Efecto Hollywood

24 de marzo. Podría haber sido un día perfecto. Mi grupo favorito saca nuevo disco. Otro de mis grupos favoritos anuncia nuevo disco para junio. Mi blog favorito, que nunca se sabe cuándo publicará algo nuevo, publica una nueva entrada. Voy al cine a ver una de mis películas favoritas, que nunca pude ver en el cine porque se estrenó en el año en el que nací, y disfruto como un niño. Paseo por mi lugar favorito de la ciudad. Y estaba feliz. No recuerdo un mejor día en cuanto a que coincidan tantos pequeños detalles que me gusten en un mismo día. Tampoco en una misma semana. Pero entonces llegó el Efecto Hollywood. No sé si habéis oído hablar de él. Pues bien, consiste en que una película puede ser bien recordada aunque haya sido muy mediocre o incluso mala siempre que el final sea un buen final; por otro lado, una película puede no ser bien recordada si es estupenda, una obra de arte o increíble durante todo el filme pero no tiene un buen final. Este último fue mi caso y por eso estoy aquí.

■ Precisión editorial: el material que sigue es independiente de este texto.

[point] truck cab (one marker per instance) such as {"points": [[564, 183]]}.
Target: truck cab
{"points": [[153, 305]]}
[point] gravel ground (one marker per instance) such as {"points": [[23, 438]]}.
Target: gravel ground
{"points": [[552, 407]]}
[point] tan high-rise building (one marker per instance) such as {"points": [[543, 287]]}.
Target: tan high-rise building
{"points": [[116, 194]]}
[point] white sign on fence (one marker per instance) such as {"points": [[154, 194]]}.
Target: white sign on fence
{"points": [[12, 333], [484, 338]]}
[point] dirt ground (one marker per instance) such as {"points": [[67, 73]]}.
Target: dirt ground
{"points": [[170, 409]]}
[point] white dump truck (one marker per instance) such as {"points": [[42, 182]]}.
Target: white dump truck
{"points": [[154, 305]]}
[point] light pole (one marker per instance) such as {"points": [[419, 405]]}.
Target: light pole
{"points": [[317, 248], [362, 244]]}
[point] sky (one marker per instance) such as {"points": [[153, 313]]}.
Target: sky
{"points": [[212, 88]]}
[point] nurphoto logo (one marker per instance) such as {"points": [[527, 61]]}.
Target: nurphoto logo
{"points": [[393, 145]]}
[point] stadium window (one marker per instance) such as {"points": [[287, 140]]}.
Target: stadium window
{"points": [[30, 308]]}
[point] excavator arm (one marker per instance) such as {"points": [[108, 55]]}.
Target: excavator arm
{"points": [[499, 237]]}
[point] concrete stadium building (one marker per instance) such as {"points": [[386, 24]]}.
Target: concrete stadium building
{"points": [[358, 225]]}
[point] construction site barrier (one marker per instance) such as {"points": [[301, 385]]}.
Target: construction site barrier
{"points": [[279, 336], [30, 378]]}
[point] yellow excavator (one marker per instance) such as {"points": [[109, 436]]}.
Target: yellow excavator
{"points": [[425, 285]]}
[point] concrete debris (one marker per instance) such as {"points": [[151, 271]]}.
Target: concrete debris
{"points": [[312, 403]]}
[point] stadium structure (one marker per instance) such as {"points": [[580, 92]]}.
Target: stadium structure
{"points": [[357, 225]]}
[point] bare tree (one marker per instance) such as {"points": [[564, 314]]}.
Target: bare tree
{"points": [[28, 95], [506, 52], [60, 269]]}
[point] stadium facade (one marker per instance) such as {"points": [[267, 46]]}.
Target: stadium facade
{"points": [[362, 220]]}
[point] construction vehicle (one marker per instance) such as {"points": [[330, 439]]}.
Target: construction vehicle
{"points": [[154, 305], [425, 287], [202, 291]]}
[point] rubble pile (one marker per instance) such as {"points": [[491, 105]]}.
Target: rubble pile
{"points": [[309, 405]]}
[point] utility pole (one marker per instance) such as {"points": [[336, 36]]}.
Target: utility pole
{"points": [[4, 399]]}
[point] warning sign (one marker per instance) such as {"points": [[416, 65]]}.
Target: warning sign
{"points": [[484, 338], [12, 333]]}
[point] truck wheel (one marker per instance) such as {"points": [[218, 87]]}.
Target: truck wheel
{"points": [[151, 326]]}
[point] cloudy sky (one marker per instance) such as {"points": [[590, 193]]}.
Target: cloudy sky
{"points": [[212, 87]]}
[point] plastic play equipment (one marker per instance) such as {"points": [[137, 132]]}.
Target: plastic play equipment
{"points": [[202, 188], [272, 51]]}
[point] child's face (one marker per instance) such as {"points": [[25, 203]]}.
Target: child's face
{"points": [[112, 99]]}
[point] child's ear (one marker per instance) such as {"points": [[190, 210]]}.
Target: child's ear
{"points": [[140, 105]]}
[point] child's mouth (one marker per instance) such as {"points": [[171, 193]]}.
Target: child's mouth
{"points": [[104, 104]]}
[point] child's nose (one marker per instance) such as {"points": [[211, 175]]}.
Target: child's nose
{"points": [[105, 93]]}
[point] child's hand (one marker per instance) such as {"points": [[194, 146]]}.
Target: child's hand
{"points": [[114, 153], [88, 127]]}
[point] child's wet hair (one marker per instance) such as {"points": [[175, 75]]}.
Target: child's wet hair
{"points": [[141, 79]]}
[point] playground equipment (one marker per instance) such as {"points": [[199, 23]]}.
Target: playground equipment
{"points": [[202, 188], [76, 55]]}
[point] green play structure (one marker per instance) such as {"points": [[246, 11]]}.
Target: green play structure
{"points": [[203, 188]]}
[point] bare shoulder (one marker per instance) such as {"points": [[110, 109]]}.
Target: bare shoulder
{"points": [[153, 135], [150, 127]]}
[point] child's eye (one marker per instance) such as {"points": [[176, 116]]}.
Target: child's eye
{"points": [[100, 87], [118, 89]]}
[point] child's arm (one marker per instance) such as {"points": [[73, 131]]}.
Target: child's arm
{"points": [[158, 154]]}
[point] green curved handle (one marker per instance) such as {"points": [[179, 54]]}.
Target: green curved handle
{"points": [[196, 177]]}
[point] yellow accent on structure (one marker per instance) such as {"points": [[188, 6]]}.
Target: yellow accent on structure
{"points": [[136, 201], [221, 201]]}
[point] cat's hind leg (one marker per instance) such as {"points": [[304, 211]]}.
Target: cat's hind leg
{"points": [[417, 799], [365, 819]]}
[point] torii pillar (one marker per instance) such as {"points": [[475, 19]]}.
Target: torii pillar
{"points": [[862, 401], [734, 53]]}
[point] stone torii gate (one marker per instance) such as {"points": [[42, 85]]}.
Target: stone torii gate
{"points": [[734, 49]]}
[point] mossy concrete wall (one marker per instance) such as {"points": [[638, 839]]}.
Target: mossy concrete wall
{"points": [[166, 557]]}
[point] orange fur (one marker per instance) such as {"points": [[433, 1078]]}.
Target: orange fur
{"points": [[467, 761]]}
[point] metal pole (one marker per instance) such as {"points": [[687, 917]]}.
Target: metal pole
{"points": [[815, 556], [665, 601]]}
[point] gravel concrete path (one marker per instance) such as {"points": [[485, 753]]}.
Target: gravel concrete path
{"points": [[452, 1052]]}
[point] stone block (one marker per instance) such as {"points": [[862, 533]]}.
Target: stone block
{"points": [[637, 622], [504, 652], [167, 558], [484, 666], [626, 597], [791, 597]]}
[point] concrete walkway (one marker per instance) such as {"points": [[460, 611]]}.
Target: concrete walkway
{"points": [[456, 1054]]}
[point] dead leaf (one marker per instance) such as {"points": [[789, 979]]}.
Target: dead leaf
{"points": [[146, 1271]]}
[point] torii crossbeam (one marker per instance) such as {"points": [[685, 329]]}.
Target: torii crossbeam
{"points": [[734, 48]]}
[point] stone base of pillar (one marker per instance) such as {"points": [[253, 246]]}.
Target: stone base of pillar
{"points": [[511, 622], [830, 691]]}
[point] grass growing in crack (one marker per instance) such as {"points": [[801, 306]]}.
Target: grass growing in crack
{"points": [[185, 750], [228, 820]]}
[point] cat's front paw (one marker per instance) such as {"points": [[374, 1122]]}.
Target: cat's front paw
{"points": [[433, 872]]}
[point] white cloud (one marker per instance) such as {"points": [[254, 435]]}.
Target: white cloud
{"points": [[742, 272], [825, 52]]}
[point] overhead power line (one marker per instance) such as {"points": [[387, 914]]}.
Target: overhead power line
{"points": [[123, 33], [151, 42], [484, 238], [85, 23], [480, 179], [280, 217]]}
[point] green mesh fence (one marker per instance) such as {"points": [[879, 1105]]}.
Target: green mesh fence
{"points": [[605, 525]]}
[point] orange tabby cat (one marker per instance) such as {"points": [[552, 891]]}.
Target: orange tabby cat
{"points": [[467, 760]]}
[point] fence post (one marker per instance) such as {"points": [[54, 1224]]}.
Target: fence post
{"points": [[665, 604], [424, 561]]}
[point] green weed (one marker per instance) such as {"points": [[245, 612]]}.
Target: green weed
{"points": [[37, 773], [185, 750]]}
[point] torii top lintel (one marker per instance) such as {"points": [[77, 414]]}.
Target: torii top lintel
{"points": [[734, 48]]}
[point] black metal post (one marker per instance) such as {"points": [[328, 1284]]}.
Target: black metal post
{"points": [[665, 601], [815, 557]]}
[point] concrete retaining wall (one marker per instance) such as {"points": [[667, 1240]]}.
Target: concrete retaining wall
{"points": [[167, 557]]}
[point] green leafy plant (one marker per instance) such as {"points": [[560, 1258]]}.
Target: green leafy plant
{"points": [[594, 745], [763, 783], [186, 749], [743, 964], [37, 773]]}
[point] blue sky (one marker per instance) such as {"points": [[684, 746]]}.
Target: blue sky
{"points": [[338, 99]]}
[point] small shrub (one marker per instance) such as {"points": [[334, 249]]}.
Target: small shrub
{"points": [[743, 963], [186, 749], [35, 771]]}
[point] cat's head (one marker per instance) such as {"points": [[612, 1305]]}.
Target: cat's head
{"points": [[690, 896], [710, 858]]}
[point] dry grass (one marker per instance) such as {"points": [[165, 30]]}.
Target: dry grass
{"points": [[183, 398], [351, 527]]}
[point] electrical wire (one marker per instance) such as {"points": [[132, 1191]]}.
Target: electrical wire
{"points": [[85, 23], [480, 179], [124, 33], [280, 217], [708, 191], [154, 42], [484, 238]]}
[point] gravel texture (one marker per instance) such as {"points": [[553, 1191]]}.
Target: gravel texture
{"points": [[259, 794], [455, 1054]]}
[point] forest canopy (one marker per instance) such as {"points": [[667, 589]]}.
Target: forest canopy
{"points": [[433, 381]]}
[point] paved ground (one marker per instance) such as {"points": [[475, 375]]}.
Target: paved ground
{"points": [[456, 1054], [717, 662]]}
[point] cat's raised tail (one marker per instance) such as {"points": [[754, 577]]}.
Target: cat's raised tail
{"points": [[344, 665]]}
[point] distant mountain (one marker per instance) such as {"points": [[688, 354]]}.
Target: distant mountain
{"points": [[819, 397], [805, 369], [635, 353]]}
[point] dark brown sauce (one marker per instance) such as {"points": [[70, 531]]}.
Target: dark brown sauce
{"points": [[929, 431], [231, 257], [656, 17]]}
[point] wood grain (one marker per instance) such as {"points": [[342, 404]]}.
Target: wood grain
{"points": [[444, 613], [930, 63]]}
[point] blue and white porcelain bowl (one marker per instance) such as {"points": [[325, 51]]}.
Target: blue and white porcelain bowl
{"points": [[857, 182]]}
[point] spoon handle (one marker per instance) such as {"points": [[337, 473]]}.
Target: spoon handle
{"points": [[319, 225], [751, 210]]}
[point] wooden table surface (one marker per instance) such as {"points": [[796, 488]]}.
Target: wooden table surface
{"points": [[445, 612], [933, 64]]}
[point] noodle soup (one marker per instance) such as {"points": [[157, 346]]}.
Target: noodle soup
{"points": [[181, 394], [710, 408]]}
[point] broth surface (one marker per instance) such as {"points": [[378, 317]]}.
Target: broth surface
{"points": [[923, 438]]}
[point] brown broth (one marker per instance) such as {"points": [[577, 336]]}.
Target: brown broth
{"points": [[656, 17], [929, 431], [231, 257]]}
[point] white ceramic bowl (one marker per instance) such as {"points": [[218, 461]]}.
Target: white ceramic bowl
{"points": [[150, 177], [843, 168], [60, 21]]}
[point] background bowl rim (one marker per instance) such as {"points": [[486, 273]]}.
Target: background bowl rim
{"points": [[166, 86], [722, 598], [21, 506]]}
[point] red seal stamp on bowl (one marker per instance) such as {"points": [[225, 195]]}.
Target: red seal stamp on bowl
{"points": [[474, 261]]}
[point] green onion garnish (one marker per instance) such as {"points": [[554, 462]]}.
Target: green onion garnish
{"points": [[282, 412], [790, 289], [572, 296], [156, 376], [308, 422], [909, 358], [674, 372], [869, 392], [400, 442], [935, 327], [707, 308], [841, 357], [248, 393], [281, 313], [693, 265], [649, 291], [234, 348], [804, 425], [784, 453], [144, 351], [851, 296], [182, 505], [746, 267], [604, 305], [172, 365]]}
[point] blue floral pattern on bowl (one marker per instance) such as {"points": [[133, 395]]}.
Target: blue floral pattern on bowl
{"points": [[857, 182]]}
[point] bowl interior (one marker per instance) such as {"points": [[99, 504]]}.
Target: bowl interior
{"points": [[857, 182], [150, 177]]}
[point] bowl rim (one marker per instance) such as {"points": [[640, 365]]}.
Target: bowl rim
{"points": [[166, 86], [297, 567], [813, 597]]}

He vuelto. Junto con mis inseguridades y mis miedos. Junto con mi soledad y mi tristeza. Durante este tiempo que he estado ausente he conocido a alguien, no ha sido tanto tiempo en realidad pero para mí es como si lo hubiera sido. He desaparecido porque me había secuestrado La Mafia. Literalmente. Una buena descripción de mi situación. Conocí a esta chica de casualidad y surgió espontáneo, ni siquiera lo iba buscando. Pero poquito a poco de conocerla me daba cuenta de que podía ser la tan buscada Elegida. Nunca me había sentido tan bien con alguien, ni tan feliz, ni había tenido tanta química que yo recuerde. Quería a La Mafia como el secuestrado quiere al secuestrador en el Síndrome de Estocolmo. Sin embargo, la he querido demasiado. Y ella no lo suficiente. Yo tenía en la punta de mi lengua el “te quiero” apunto de salir y ella tenía el “te dejo” en la suya. Sospechaba que algo no iba bien, lo confirmé cuando te dicen de verte para hablar un viernes a las 2 de la madrugada. Y como reo que va a la horca fui a aceptar el destino. Lo que pasó después ya sabemos lo que ocurre, como cuando Llull se juega la última posesión.

Ese es el final de mi película este 24 de marzo. Hubiera preferido otro.

Ha sido importante. He escrito mucha poesía últimamente. He pasado de escribir soleares a seguiriyas. Creo que ahora volveré a las soleares. Podría borrar los poemas de amor que he escrito pero voy a conservarlos, así en un futuro me recuerden que por un tiempo he sido feliz con alguien.